From 387907ce9f0d1a72b2a0d8ccd8ac61fdb37c5eb6 Mon Sep 17 00:00:00 2001
From: Blake Kaplan <mrbkap@gmail.com>
Date: Thu, 11 Feb 2010 17:04:42 -0800
Subject: [PATCH] Bug 515496 - Eliminate extra security check when computing
 this. r=jorendorff.

---
 js/src/jsapi.cpp    |  6 ++---
 js/src/jsdbgapi.cpp |  2 +-
 js/src/jsinterp.cpp | 59 ++++++---------------------------------------
 js/src/jsinterp.h   |  6 ++---
 js/src/jstracer.cpp |  4 +--
 5 files changed, 17 insertions(+), 60 deletions(-)

diff --git a/js/src/jsapi.cpp b/js/src/jsapi.cpp
index 777b9d59b1e..f906ccf99b8 100644
--- a/js/src/jsapi.cpp
+++ b/js/src/jsapi.cpp
@@ -1693,7 +1693,7 @@ JS_GetGlobalForObject(JSContext *cx, JSObject *obj)
 JS_PUBLIC_API(jsval)
 JS_ComputeThis(JSContext *cx, jsval *vp)
 {
-    if (!js_ComputeThis(cx, JS_FALSE, vp + 2))
+    if (!js_ComputeThis(cx, vp + 2))
         return JSVAL_NULL;
     return vp[1];
 }
@@ -4285,7 +4285,7 @@ js_generic_fast_native_method_dispatcher(JSContext *cx, uintN argc, jsval *vp)
      * Follow Function.prototype.apply and .call by using the global object as
      * the 'this' param if no args.
      */
-    if (!js_ComputeThis(cx, JS_FALSE, vp + 2))
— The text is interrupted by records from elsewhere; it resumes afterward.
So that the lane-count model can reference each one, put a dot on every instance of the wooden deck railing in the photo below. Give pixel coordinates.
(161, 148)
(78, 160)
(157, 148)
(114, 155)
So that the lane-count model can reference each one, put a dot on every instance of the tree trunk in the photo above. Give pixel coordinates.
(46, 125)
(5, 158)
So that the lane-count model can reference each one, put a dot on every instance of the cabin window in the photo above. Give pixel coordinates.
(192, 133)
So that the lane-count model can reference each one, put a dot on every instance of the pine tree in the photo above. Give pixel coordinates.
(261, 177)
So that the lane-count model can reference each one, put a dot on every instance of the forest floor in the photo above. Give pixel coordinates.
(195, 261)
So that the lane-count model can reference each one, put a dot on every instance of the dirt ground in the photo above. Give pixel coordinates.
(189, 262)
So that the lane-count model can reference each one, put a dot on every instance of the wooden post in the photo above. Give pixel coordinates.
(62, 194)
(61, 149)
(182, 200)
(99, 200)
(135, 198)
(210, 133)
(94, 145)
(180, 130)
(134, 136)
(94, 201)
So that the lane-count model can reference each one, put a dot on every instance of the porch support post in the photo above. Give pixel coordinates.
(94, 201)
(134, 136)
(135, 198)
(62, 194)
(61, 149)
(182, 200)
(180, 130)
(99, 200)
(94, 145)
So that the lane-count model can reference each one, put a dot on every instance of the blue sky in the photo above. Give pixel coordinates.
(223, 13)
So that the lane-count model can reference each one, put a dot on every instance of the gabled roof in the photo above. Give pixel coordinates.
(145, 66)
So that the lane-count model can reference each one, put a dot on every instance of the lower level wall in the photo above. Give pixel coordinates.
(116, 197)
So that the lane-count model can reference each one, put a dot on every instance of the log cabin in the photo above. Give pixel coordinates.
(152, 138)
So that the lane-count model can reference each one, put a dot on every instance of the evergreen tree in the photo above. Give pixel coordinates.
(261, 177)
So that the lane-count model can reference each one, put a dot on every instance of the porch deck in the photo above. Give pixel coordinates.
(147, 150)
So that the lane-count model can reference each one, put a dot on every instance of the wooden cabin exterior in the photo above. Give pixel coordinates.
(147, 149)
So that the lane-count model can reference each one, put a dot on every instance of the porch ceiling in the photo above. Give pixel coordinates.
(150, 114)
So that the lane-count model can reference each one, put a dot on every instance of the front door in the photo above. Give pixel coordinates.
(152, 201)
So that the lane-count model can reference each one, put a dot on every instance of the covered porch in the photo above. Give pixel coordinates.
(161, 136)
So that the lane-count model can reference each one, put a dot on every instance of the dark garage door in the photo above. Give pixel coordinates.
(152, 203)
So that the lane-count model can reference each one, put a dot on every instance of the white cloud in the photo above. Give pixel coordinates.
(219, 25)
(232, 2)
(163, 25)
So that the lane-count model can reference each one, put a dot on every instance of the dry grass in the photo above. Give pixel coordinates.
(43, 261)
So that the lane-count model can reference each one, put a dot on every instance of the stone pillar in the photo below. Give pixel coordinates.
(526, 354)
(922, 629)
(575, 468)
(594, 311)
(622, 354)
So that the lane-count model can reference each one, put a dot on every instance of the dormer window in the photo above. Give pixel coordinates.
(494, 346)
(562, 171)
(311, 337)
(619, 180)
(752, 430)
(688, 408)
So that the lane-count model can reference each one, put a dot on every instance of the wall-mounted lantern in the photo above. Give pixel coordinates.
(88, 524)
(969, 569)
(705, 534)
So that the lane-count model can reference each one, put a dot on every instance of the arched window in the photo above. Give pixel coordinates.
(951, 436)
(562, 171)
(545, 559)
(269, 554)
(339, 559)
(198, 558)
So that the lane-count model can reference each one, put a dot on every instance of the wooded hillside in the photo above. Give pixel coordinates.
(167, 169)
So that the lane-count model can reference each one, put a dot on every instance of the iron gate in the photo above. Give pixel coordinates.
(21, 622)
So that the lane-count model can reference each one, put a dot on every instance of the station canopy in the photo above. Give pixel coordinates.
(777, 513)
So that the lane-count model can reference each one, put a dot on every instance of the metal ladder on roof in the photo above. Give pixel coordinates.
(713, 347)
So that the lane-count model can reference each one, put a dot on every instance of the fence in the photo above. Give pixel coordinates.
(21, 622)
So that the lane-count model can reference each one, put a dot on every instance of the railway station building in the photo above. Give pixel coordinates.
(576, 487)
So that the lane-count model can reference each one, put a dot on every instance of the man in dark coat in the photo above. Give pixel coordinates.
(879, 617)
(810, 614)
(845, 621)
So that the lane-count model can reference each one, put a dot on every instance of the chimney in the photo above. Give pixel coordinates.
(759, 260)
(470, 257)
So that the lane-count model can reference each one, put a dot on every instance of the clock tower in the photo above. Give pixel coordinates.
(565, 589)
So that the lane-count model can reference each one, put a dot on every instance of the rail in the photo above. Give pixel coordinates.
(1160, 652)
+    if (!js_ComputeThis(cx, vp + 2))
         return JS_FALSE;
     /*
      * Protect against argc underflowing. By calling js_ComputeThis, we made
@@ -4349,7 +4349,7 @@ js_generic_native_method_dispatcher(JSContext *cx, JSObject *obj,
      * Follow Function.prototype.apply and .call by using the global object as
      * the 'this' param if no args.
      */
-    if (!js_ComputeThis(cx, JS_TRUE, argv))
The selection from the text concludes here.